La fin de la guerre est arrivée, et ce fameux congrès du Parti, la Commission politique où, je pense, on a fait porter complètement le chapeau à Maurice. Alors, là, évidemment, je ne m’explique pas pourquoi Maurice ne s’est pas défendu. Mais quand même, il y a quelque chose d’un autre côté qui continue à me turlupiner, c’est cette contradiction. Maurice Tréand à la Libération a vu Maurice Thorez, a discuté avec Maurice Thorez, et cela après ce fameux congrès. Ce qu’il a expliqué, je n’en sais rien là-dessus, il ne se confiait pas, surtout quand il pensait, et là il devait le penser, que cela pouvait nuire au Parti, que il était plus sûr de lui que des autres, c’est très humain d’ailleurs, comme réaction de la part d’un camarade qui est très ferme.

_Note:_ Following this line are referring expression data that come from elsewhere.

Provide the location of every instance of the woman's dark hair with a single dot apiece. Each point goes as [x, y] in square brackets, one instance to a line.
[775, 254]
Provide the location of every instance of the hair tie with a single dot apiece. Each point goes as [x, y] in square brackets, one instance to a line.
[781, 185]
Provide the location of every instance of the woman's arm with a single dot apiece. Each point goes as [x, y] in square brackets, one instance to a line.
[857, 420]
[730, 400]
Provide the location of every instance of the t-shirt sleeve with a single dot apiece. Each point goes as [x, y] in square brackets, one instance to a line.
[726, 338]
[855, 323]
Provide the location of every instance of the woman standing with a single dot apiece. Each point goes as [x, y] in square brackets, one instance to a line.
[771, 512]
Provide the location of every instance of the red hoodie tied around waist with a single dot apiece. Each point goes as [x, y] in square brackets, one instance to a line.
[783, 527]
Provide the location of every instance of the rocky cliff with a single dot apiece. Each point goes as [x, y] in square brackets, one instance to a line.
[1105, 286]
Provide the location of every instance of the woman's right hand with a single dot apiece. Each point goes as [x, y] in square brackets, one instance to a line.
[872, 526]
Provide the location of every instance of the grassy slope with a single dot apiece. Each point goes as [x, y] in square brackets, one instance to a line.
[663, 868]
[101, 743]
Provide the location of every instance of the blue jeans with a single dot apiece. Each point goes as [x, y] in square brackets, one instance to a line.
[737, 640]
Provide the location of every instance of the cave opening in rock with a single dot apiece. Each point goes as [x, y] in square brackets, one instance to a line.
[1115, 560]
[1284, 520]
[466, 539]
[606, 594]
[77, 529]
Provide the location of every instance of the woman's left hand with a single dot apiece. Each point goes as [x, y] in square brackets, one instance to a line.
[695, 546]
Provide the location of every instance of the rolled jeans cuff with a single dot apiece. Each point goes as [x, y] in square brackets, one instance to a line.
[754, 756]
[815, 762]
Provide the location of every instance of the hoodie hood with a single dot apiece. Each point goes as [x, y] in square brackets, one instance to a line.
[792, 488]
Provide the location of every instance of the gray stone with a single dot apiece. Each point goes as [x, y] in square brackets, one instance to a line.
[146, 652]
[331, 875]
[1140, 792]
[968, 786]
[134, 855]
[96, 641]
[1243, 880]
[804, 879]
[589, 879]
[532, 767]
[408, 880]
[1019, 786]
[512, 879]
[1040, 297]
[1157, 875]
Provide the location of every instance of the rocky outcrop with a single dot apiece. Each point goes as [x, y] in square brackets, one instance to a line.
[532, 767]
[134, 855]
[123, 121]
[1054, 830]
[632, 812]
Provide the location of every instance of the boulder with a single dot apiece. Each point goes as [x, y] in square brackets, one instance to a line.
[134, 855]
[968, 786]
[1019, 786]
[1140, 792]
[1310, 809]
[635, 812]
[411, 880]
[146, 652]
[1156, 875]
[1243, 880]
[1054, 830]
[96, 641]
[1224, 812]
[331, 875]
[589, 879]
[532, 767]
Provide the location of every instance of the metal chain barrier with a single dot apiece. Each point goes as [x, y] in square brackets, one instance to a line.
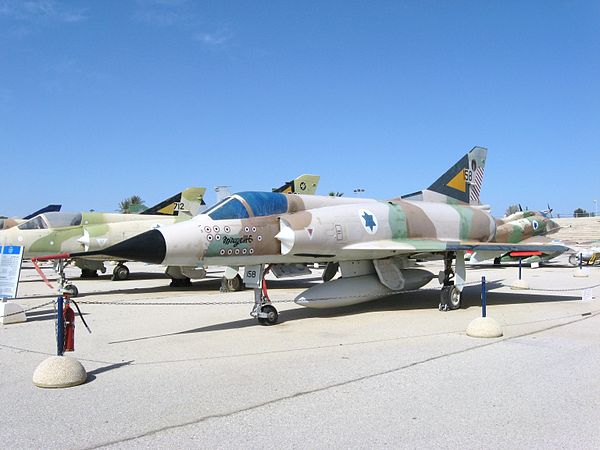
[28, 309]
[251, 302]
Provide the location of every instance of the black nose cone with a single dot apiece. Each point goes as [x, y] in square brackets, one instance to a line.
[148, 247]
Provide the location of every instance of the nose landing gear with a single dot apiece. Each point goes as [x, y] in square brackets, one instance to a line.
[263, 310]
[451, 294]
[120, 272]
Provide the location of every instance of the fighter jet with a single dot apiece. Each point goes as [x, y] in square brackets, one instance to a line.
[375, 243]
[63, 232]
[9, 222]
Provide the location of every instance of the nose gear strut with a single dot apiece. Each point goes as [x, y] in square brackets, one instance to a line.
[263, 310]
[450, 296]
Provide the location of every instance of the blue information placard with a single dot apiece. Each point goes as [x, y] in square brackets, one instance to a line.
[11, 257]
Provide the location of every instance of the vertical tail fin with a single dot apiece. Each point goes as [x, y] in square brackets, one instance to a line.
[461, 183]
[187, 202]
[305, 184]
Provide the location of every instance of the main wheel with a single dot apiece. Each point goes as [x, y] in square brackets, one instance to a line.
[450, 298]
[120, 273]
[574, 259]
[180, 282]
[271, 317]
[89, 273]
[71, 289]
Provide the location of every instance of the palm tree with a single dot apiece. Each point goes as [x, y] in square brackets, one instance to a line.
[131, 205]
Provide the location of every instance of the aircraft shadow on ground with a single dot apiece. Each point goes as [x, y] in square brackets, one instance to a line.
[44, 314]
[428, 299]
[211, 284]
[91, 375]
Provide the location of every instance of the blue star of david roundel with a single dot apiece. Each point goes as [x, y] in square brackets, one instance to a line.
[369, 221]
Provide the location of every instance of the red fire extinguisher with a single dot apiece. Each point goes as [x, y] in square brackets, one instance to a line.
[69, 321]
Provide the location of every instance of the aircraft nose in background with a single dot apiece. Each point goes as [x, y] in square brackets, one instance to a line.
[552, 226]
[148, 247]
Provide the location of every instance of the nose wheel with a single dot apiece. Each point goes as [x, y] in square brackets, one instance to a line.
[268, 315]
[450, 296]
[120, 272]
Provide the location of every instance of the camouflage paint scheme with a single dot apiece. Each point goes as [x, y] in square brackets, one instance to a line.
[92, 231]
[374, 242]
[526, 227]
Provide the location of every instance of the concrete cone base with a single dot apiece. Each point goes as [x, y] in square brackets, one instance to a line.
[484, 327]
[520, 284]
[584, 272]
[59, 372]
[14, 311]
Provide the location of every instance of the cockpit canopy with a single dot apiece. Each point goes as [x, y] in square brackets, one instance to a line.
[249, 204]
[52, 220]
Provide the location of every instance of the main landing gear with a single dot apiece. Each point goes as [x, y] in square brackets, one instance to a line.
[450, 296]
[263, 310]
[65, 286]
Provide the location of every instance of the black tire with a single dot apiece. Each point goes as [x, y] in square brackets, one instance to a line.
[272, 315]
[450, 298]
[120, 273]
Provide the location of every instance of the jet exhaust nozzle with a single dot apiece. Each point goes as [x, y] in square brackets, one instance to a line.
[149, 247]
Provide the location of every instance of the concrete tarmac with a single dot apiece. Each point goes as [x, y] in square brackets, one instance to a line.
[189, 368]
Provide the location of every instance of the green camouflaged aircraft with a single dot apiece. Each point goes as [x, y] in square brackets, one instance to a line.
[64, 232]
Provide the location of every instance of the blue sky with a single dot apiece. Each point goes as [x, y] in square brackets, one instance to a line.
[102, 100]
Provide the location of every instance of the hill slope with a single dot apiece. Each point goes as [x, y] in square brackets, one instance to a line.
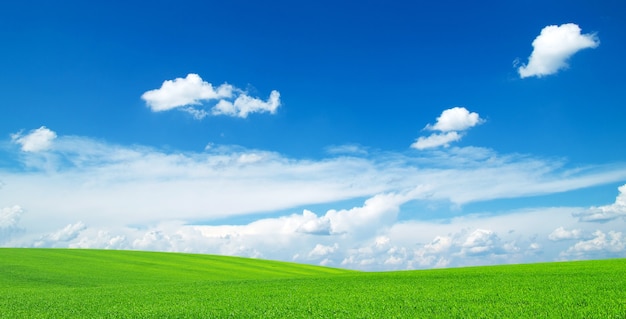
[59, 283]
[88, 268]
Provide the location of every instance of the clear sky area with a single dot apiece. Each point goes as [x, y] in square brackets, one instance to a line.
[371, 135]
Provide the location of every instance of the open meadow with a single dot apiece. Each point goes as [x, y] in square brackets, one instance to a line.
[64, 283]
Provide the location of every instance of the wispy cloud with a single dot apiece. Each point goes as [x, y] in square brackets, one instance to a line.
[452, 122]
[190, 93]
[88, 193]
[36, 140]
[553, 47]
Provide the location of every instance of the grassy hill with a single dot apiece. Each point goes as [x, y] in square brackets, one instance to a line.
[61, 283]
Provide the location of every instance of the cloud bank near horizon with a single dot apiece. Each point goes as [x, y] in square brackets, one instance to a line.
[145, 198]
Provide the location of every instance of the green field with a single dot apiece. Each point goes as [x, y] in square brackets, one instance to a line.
[62, 283]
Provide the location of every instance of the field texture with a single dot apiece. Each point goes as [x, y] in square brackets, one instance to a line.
[59, 283]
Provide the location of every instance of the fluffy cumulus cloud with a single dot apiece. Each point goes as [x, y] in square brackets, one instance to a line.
[36, 140]
[345, 211]
[607, 212]
[455, 119]
[553, 47]
[602, 245]
[563, 234]
[190, 94]
[451, 123]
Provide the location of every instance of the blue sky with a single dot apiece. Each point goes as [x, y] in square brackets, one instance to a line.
[370, 136]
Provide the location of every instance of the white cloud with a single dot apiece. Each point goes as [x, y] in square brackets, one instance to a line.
[455, 119]
[607, 212]
[480, 242]
[244, 105]
[435, 140]
[553, 47]
[61, 237]
[452, 122]
[167, 196]
[188, 94]
[606, 246]
[346, 149]
[36, 140]
[563, 234]
[191, 90]
[323, 250]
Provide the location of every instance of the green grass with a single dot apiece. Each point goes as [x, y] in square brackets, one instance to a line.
[60, 283]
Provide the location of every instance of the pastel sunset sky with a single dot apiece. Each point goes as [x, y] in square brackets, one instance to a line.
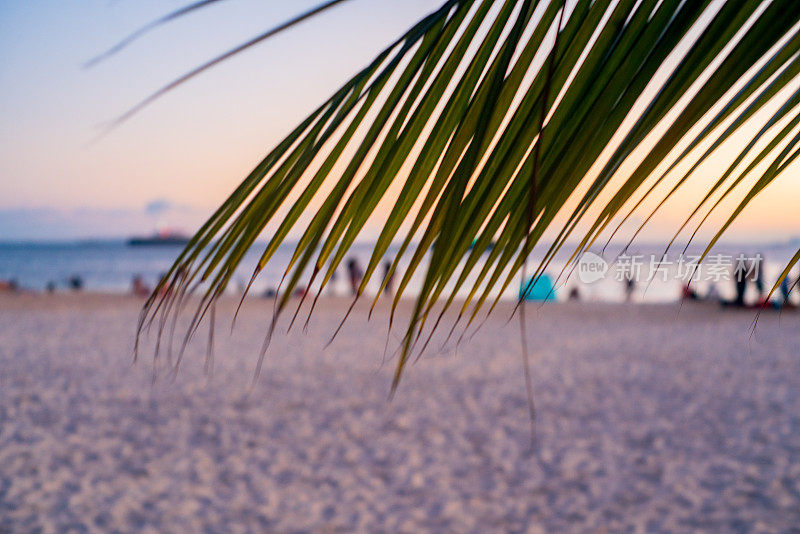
[177, 159]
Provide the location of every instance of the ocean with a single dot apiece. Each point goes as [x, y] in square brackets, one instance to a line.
[110, 266]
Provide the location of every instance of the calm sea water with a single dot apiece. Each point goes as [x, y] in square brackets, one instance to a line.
[111, 266]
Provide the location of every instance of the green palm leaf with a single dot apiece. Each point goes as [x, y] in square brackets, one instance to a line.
[495, 120]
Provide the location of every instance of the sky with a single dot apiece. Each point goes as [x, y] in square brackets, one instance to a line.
[174, 162]
[188, 150]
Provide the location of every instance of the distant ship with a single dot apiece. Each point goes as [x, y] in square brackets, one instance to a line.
[161, 238]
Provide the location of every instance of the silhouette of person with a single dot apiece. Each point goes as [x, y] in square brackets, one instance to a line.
[356, 274]
[388, 278]
[139, 288]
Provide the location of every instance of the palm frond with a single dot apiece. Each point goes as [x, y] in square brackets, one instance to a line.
[495, 119]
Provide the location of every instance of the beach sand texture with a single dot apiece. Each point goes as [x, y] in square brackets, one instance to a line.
[648, 420]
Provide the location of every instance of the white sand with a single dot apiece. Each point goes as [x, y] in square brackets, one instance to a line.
[648, 421]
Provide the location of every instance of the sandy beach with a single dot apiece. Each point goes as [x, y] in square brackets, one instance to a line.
[648, 420]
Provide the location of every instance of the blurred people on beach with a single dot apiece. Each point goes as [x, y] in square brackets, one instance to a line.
[75, 282]
[356, 274]
[630, 287]
[139, 288]
[388, 278]
[9, 286]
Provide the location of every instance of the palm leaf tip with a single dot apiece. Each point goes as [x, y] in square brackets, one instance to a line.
[491, 119]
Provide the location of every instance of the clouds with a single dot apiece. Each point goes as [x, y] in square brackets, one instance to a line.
[56, 224]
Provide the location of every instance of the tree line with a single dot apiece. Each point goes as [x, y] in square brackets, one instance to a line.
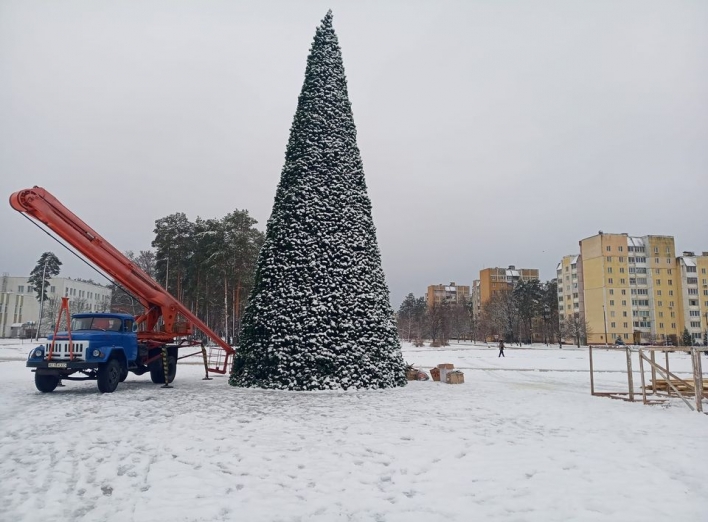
[527, 312]
[207, 264]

Parce que quand même, quand Maurice a été très malade, le Parti a tout fait pour lui. Manouilski s’est dérangé pour apporter le sérum Bogomoletz. Maurice était dans une clinique à Genève. D’ailleurs il y a réglé - car ça aussi il faut le dire - des problèmes du domaine financier. Et il les a réglés, c’est certain, puisque moi-même après la mort de Maurice, étant enceinte de mon second fils, je me suis trouvée devoir partir en Suisse, à la demande du Parti, pour revoir des camarades, comme le Dr Biancchi avec qui Maurice était en contact quand on était en Suisse. Maurice n’en parlait pas, on était tellement compartimenté. Mais je savais, par exemple, que le père de la femme du Dr Biancchi, était banquier.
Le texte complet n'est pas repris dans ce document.